И всё же, когда ближе к полуночи принесли десерт — изящные пирожные с золотистой коркой и начинкой из кленового сиропа — поймал себя на странном чувстве: будто всё это уже происходило раньше. Та же музыка, тот же свет, те же лица. Как будто проживаю чужое воспоминание, застрявшее между временами.
И тогда мне вдруг стало жутко ясно — этот обед не просто помолвка. Это ритуал. Символический акт, в котором каждая деталь, каждый жест имеет значение, понятное лишь посвящённым.
И — один из них, хотя бы потому, что теперь выхода нет и у меня появится вторая официальная невеста.

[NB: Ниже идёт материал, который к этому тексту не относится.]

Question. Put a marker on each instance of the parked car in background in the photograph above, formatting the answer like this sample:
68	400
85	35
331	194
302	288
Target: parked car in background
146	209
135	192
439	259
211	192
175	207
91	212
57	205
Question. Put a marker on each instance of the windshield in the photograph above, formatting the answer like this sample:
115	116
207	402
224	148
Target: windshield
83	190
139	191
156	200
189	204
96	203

Когда под утро зал начал редеть, а первые рассветные лучи проскользнули в окна, поднялся и, кивнув всем, вышел. В коридоре стояла Ярослава. Она посмотрела на меня долгим взглядом, в котором читалось всё: усталость, тревога, скрытая гордость.
Молча кивнул ей. За моей спиной зал затихал, как море после шторма. Впереди был новый день. И новая, чёрт возьми, для кого-то эпоха. Лично для меня в обозримой перспективе освоения Солнечной системы. Плотное такое, без боязни подохнуть от радиации по пути от одной планеты к другой.